Sarasates „Carmen-Fantasie“: Eine brillante Darbietung voll Virtuosität

Alles an der „Carmen-Fantasie“ (1882) zeugt von Virtuosität. Sei es der faszinierende Ursprung des Stücks – die Oper Carmen – oder die hinreißende Partitur, alle Elemente machen sie zu einem ultimativen Vorzeigestück für die Violine.
Titelbild
Kate Aldrich als Carmen in der Oper „Carmen“ des Komponisten Georges Bizet am 5. Juli 2015 in der südfranzösischen Stadt Orange im Rahmen der Choregies d'Orange, einem Festival für Oper, lyrische Kunst und Sinfoniekonzerte.Foto: Boris Horvat/AFP via Getty Images
Von 5. September 2023

Das 19. Jahrhundert war ideal für Musiker, die über eine außergewöhnliche Technik verfügten und ihr Können bis zur Perfektion vollendet hatten.

Neue Möglichkeiten des Reisens mit der Bahn oder dem Schiff durch die Erfindung der Dampfmaschine, die reichhaltige Fülle an klassischen Werken, technisch verbesserte Instrumente sowie der Zeitgeist der Romantik schufen die besten Voraussetzungen für den Aufstieg begnadeter Solisten.

Der spanische Virtuose Sarasate

Einer dieser Musiker war Pablo de Sarasate (1844–1908), ein spanischer Geiger und Komponist – ein ehemaliges Wunderkind. Wie viele seiner Altersgenossen komponierte er zahlreiche Stücke für die Violine und verbrachte die meiste Zeit auf Tournee, um sein technisches Können unter Beweis zu stellen.

Der Geigenvirtuose Pablo de Sarasate komponierte die „Carmen-Fantasie“ op. 25. Sie gilt als Vorzeigestück für die Violine. Foto: Public Domain, lizenzfrei

Die „Carmen-Fantasie“ op. 25 für Violine und Orchester ist eines der bekanntesten Werke von Sarasate.
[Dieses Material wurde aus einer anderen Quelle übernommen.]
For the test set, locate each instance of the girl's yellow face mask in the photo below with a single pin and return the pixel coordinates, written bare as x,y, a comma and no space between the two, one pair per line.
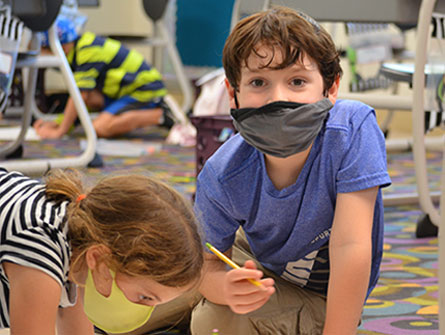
113,314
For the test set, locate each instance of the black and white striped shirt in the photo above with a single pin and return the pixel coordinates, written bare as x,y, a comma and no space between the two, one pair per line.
33,233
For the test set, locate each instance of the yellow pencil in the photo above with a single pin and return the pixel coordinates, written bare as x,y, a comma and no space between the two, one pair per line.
231,263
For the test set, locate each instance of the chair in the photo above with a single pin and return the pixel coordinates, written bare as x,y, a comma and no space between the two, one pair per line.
32,61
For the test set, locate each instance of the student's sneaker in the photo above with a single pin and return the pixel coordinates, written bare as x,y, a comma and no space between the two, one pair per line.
16,154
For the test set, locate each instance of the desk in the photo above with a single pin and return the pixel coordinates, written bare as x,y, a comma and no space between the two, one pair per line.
23,8
401,12
394,11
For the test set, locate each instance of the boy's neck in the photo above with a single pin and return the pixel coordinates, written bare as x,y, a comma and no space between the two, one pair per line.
284,172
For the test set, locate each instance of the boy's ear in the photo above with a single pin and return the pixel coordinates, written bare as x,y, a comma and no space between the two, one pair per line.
333,91
231,92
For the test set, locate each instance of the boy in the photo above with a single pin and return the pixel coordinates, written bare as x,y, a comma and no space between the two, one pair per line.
113,80
296,195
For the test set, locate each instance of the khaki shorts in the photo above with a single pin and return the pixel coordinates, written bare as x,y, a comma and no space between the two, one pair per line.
291,310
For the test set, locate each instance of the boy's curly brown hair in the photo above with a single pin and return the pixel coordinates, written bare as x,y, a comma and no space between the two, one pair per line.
293,33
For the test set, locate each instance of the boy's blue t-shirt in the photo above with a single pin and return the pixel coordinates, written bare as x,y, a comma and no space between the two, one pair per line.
288,230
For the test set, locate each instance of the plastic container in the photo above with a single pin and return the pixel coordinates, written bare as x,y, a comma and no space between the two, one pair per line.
212,132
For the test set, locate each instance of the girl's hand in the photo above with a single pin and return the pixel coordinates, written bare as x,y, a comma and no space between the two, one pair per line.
241,295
Die im Jahre 1882 komponierte Konzertfantasie ist inspiriert von Georges Bizets Oper „Carmen“ von 1875. Zu dieser Zeit war es üblich, dass Musiker Stücke zu Themen populärer Opern komponierten.

Technische Brillanz

Die zwölfminütige „Carmen-Fantasie“ besteht aus mehreren Variationen, die thematisch an die fünf bekanntesten Arien aus Bizets Oper, darunter der fesselnden „Habanera“, angelehnt sind.

Eine Variation beschreibt eine Kompositionstechnik, bei der ein Stück melodisch, harmonisch, rhythmisch oder dynamisch verändert wird. Verändert werden können unter anderem Tempo, Dynamik, Artikulation, Tonart, Melodie, Rhythmus, Harmonik und Klangfarbe.

Nach einer schwungvollen Einleitung geht die „Carmen-Fantasie“ über in die Variation „Aragonaise“ (Tanz von Aragon) aus dem vierten Akt, dann in die „Habanera“ aus dem ersten Akt als kurzes Zwischenspiel, gefolgt von der beliebten „Seguidilla“ aus dem ersten Akt und schließlich über in die Variation „Zigeunertanz“ aus dem zweiten Akt.

Carmen singt die „Habanera“ im ersten Akt aus Bizets Oper, Samuel Holland Rous, 1919. Foto: Public Domain, lizenzfrei

Die Solovioline wird von zwei Klarinetten, zwei Fagotten, zwei Flöten, zwei Oboen, zwei Trompeten, Pauken, vier Hörnern und Streichern begleitet. Es gibt auch eine Version für Violine und Klavier.

In der „Habanera“-Variation setzt der Komponist neben den Kompositionstechniken auf umfangreiche Verzierungen. Wenn die Violine einsetzt, erweitert sich der Tonumfang des Registers auf zwei Oktaven, wodurch eine andere Klangfarbe als die ursprüngliche Mezzosopranstimme von Carmen entsteht.

Sarasates Variationsfähigkeit zeigt sich zudem in der Strichart Ricochet, eine Geigenbogentechnik, bei welcher der Bogen einige Male hintereinander in derselben Strichrichtung auf die Saite geworfen wird, dem Pizzicato (Zupfen der Saiten) der linken Hand, den Doppelgriffen und rhythmischen Veränderungen.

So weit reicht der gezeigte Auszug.